= Georgius Merula =

Italian scholar

Giorgio Merlani (c. 1430 - 1494), commonly known as Georgius Merula, was an Italian humanist and classical scholar.

==Life==
Merlani was born in Alessandria in Piedmont between late 1430 and early 1431. He later took the Roman cognomen Merula, claiming descent from the ancients. The greater part of his life was spent in Venice and Milan, where he held a professorship and continued to teach until his death. While he was teaching at Venice, he was the subject of a personal polemic by Cornelio Vitelli, directed at his scholarship; and Vitelli replaced him in 1483.

==Works==
Merula produced the editiones principes (first editions) of Plautus (1472), of the Scriptores rei rusticae, Cato, Varro, Columella, Palladius (1472) and possibly of Martial (1471). He also published commentaries on portions of Cicero (especially the De finibus), on Ausonius, Juvenal, Curtius Rufus, and other classical authors.
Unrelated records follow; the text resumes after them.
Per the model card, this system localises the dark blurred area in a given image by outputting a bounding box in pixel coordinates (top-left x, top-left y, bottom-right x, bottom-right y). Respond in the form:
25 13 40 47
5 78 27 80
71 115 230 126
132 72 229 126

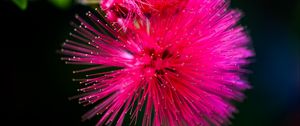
1 0 299 126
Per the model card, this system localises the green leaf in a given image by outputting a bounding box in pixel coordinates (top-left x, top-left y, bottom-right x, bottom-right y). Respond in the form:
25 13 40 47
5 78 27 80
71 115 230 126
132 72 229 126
49 0 72 9
12 0 28 10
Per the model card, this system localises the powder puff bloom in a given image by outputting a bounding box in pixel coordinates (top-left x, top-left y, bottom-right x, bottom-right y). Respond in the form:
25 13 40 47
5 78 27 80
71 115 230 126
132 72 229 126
61 0 254 126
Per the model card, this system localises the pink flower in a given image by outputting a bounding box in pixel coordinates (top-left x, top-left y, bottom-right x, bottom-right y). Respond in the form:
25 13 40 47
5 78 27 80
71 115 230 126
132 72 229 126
61 0 254 126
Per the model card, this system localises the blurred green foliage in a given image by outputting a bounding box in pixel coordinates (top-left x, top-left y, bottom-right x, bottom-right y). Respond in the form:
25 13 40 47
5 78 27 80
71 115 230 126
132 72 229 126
11 0 73 10
49 0 72 9
12 0 28 10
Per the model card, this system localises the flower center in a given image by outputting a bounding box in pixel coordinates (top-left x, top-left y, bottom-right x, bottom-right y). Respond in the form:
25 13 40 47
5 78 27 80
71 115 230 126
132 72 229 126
135 48 173 77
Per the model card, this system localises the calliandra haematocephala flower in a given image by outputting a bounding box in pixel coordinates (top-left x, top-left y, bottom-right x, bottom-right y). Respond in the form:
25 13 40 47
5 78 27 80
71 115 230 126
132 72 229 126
61 0 254 125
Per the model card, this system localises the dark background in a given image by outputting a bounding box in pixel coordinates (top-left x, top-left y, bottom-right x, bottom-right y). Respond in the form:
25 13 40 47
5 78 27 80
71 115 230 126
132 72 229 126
1 0 300 126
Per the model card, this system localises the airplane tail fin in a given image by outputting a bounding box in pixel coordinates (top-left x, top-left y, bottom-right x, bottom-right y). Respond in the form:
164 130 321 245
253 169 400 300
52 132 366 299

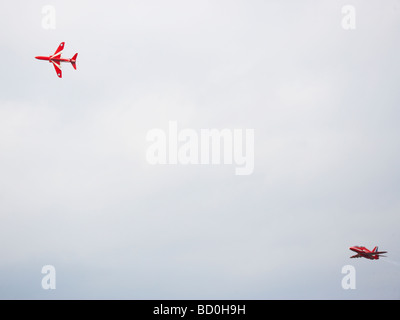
373 246 378 253
71 53 78 70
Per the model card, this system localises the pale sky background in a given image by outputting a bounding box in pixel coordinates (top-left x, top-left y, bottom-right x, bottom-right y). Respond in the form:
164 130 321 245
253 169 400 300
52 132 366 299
0 0 400 299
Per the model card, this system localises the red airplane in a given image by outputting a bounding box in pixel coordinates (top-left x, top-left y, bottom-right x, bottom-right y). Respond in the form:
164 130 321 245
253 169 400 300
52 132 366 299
349 246 387 260
35 42 78 78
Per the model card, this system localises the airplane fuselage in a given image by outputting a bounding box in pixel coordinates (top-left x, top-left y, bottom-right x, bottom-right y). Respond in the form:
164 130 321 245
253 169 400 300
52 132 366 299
35 56 72 63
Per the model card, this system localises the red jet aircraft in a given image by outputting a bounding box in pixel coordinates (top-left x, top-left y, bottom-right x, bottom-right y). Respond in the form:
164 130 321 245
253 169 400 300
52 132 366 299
349 246 387 260
35 42 78 78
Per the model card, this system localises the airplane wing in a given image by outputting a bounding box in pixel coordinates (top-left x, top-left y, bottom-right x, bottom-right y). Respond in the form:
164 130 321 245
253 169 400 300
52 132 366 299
350 254 362 258
363 251 387 255
50 42 65 59
51 60 62 78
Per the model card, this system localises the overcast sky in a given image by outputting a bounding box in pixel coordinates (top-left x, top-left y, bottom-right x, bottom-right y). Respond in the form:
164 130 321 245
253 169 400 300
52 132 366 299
0 0 400 299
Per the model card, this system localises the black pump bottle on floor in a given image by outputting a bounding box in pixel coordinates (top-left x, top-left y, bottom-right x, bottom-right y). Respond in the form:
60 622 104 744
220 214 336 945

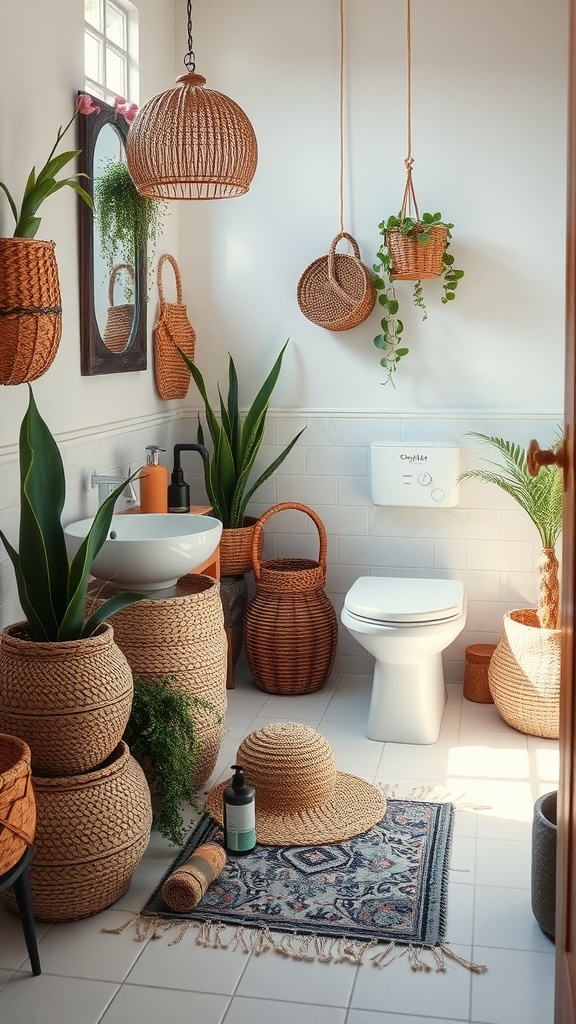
223 764 256 855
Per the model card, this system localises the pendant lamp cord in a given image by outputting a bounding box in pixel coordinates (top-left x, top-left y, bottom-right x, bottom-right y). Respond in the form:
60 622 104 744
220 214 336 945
400 0 419 221
184 0 196 72
339 0 345 234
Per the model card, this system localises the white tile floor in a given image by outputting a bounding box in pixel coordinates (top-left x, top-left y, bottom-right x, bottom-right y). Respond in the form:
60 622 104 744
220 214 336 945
0 664 559 1024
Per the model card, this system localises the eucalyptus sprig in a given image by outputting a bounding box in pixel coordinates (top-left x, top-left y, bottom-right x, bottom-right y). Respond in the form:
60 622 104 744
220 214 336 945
373 211 464 386
125 676 225 846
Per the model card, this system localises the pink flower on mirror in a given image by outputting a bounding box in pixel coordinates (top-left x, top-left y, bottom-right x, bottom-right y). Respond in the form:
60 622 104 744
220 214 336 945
113 97 139 124
77 93 101 116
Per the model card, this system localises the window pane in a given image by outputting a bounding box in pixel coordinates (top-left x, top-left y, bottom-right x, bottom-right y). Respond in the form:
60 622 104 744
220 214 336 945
106 1 126 48
106 46 126 97
85 0 101 31
85 32 102 85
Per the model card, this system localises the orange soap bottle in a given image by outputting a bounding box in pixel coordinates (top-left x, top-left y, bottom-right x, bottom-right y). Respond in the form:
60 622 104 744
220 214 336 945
139 445 169 513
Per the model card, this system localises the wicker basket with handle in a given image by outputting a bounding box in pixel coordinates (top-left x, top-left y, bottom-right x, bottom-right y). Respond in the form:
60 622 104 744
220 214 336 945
297 232 375 332
153 253 196 400
102 264 134 354
244 503 338 694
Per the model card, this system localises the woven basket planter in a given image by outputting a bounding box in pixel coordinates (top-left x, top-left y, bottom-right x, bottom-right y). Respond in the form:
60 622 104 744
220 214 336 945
3 741 152 922
0 238 62 385
0 734 36 875
387 224 448 281
97 576 227 786
219 517 263 576
244 503 338 695
488 609 561 738
0 622 134 776
297 232 376 332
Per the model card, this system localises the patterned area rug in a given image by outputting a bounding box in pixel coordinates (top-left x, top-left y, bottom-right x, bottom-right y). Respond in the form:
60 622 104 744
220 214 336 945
109 798 485 972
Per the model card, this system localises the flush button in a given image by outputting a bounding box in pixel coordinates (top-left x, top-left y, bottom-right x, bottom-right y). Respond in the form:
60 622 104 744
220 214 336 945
418 472 432 486
431 488 445 502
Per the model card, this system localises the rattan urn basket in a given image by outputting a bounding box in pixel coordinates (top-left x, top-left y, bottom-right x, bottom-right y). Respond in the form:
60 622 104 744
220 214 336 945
297 232 376 332
95 576 227 787
0 238 62 386
3 742 152 922
463 644 496 704
0 734 36 876
244 503 338 695
0 622 134 776
488 609 561 738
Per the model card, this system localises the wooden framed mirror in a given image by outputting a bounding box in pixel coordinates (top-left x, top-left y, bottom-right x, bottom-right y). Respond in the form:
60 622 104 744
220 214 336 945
77 94 147 375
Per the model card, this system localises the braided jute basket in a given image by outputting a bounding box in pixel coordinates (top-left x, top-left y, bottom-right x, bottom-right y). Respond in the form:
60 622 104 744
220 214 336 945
488 609 561 738
0 734 36 876
3 742 152 922
387 223 448 280
154 253 196 400
297 231 376 332
244 503 338 695
0 238 62 386
91 576 227 786
0 622 133 777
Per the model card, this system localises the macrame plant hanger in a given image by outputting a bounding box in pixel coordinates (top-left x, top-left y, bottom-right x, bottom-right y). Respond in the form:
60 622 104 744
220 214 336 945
399 0 419 225
296 0 375 331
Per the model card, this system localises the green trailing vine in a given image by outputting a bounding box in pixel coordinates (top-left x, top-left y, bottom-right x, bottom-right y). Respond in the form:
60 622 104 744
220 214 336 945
94 159 166 292
373 211 464 387
124 675 225 846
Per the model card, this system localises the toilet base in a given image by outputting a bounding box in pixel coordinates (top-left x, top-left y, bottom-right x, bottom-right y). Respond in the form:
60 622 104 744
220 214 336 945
367 654 446 744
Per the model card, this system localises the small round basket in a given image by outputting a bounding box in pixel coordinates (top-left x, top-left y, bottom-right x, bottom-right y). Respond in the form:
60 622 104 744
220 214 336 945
297 232 375 332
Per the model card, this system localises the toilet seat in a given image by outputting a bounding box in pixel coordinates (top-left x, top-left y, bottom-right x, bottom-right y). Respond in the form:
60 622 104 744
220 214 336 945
343 576 465 625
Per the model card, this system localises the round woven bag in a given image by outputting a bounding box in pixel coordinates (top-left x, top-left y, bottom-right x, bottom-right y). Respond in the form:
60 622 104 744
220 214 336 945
3 741 152 922
297 231 375 332
488 609 561 738
0 622 134 777
0 734 36 875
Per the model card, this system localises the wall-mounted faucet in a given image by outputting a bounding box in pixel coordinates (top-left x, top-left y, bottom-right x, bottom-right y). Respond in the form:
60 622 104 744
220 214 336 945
91 469 138 508
167 443 209 513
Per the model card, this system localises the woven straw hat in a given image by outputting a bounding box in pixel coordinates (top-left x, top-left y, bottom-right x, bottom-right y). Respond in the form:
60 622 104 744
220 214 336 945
205 722 386 845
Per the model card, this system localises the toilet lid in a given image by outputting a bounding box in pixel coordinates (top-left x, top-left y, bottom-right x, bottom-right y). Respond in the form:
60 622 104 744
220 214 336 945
344 576 464 624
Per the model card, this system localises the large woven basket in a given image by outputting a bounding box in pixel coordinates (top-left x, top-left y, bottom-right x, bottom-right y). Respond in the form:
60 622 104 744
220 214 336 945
154 253 196 400
0 238 62 386
102 263 134 354
219 516 263 576
387 224 448 281
94 576 227 786
297 232 376 332
3 741 152 922
0 734 36 875
244 503 338 694
488 609 561 738
0 622 134 776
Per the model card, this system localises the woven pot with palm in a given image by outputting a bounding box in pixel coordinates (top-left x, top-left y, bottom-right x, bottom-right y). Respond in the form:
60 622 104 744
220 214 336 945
459 432 563 736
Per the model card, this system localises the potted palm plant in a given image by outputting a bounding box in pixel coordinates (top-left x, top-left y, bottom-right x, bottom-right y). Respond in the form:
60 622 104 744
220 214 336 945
0 386 145 775
458 431 563 738
179 341 305 575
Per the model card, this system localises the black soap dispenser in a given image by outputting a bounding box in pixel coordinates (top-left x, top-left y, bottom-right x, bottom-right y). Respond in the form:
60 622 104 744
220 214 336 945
223 764 256 855
167 443 209 513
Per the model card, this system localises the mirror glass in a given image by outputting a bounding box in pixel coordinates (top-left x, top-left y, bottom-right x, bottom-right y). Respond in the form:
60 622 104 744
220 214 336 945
78 94 147 375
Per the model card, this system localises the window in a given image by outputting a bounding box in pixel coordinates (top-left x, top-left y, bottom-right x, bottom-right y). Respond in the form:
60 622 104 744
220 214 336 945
84 0 138 104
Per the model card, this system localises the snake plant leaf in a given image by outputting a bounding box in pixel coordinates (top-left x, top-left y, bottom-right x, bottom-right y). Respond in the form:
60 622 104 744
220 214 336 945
227 356 240 462
0 530 50 641
82 590 147 639
233 426 307 525
238 341 288 464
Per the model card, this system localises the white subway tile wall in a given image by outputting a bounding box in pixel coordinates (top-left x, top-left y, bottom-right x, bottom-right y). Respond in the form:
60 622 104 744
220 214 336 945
0 411 559 688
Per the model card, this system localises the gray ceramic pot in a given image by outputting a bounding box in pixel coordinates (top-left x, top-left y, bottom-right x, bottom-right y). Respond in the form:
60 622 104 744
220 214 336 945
531 790 557 942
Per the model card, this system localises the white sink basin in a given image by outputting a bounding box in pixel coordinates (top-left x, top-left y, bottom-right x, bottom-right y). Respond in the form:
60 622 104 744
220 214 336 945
64 513 222 591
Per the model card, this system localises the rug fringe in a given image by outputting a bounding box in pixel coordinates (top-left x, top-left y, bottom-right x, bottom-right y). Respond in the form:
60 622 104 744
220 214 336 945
102 916 487 973
378 782 491 811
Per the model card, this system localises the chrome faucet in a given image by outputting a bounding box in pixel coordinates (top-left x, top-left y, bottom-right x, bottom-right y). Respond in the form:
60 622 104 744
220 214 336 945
91 469 138 507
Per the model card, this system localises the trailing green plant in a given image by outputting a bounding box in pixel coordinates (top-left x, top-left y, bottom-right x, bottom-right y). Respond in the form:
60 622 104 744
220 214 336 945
179 341 306 529
0 386 144 642
94 159 166 284
458 431 564 629
373 212 464 386
124 676 225 846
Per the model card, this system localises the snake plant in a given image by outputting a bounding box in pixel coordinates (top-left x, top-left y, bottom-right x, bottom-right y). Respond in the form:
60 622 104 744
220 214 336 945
0 386 144 642
179 341 305 529
458 432 563 629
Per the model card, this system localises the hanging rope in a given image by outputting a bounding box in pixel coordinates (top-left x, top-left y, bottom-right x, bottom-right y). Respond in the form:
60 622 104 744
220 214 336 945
339 0 345 233
400 0 419 222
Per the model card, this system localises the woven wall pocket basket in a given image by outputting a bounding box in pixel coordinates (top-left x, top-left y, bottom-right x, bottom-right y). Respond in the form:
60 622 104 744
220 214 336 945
297 231 376 332
244 503 338 695
0 734 36 876
0 238 62 386
102 263 135 354
153 253 196 400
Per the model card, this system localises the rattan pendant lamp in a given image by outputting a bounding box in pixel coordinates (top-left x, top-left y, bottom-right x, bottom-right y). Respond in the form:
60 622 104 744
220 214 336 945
126 0 258 200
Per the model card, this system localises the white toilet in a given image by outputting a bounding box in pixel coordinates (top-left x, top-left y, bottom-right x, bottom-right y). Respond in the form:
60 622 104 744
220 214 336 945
341 442 467 745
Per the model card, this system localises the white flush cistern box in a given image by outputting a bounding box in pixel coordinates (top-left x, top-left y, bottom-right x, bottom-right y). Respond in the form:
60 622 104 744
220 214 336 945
370 443 461 508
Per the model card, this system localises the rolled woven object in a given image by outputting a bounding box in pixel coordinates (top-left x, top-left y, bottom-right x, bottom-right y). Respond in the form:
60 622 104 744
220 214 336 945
162 842 226 911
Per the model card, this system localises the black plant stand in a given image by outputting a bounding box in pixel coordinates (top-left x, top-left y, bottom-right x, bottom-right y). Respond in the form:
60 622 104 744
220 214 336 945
0 845 41 975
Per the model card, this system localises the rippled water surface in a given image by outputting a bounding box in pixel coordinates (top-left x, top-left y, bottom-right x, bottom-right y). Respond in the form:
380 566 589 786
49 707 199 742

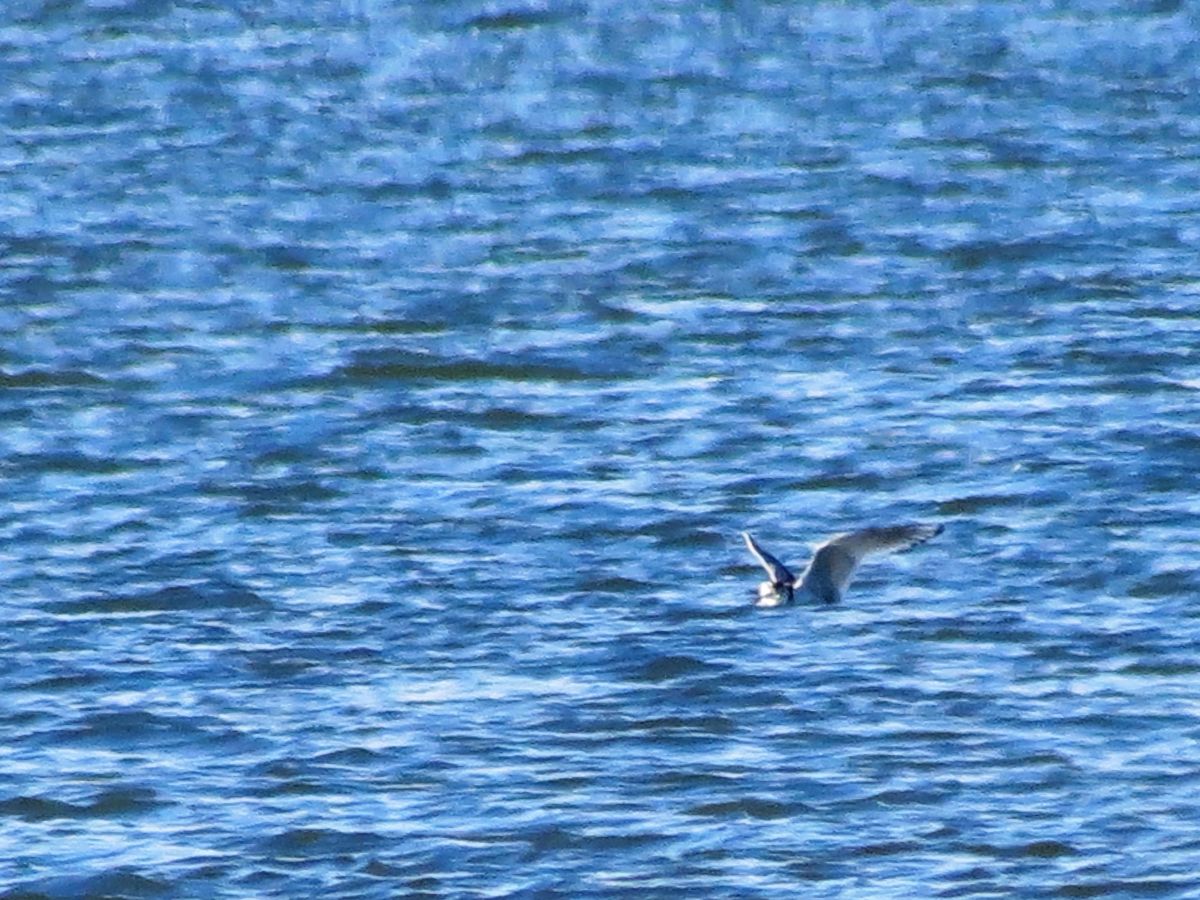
4 1 1200 897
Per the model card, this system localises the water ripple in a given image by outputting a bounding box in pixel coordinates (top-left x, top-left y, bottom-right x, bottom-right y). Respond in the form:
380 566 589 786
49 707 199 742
4 1 1200 897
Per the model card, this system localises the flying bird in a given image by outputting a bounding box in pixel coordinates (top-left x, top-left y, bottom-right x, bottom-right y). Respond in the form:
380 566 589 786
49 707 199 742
742 524 943 608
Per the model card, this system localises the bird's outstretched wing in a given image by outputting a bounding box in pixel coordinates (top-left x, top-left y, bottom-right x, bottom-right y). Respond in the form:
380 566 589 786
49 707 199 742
797 523 943 604
742 532 795 585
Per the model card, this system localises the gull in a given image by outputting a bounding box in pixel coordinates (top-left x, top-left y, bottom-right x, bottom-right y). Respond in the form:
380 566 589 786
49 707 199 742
742 524 944 608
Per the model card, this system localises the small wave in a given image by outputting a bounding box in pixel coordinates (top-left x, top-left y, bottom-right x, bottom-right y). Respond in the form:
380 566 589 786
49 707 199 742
7 450 137 476
0 795 81 822
686 797 796 819
1052 877 1198 897
50 709 245 751
0 786 161 822
628 714 736 736
259 827 386 856
2 867 171 899
629 654 717 684
0 368 107 389
334 349 606 385
49 581 269 616
462 5 584 31
850 840 922 858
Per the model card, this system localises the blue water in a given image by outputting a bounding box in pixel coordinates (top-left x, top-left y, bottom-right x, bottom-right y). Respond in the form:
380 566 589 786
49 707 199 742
4 1 1200 897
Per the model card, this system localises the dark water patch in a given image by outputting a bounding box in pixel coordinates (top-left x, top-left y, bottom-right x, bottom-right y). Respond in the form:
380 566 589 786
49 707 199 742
1118 660 1200 677
335 349 612 384
973 750 1080 775
339 317 448 336
626 653 720 684
685 797 797 819
626 714 736 736
960 839 1077 860
22 670 105 691
0 368 108 389
49 581 268 616
1018 840 1077 859
780 855 858 885
259 827 387 857
1128 571 1198 599
944 237 1065 271
874 728 976 745
51 709 246 749
794 471 886 492
5 450 141 476
1053 878 1198 898
2 867 171 899
1127 302 1200 321
0 795 83 821
0 786 162 822
915 623 1036 645
461 4 584 31
0 698 51 733
249 443 328 467
89 785 164 818
935 870 1008 898
936 493 1027 514
532 772 598 792
852 840 922 858
514 823 669 859
645 770 748 794
503 144 622 169
312 747 390 767
474 405 593 432
239 649 328 681
200 476 345 515
1098 374 1193 397
247 751 399 797
855 788 952 809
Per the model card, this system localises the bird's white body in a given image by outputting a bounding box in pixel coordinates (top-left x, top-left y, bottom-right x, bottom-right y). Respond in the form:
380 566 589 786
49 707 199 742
743 524 943 607
755 581 790 608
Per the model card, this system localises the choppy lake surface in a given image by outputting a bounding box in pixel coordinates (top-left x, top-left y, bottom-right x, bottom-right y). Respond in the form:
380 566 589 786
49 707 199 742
4 1 1200 897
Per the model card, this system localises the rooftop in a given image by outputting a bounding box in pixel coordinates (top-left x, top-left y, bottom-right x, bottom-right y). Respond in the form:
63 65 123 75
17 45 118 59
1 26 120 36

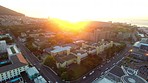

Merula wrote also Bellum scodrense (1474), an account of the siege of Shkodra (1474) (Scutari) by the Turks, and Antiquitates vicecomitum, The history of the Visconti, dukes of Milan, down to the death of Matteo the Great (1322). He violently attacked Politian (Poliziano), whose Miscellanea (a collection of notes on classical authors) were declared by Merula to be either plagiarized from his own writings or, when original, to be entirely incorrect.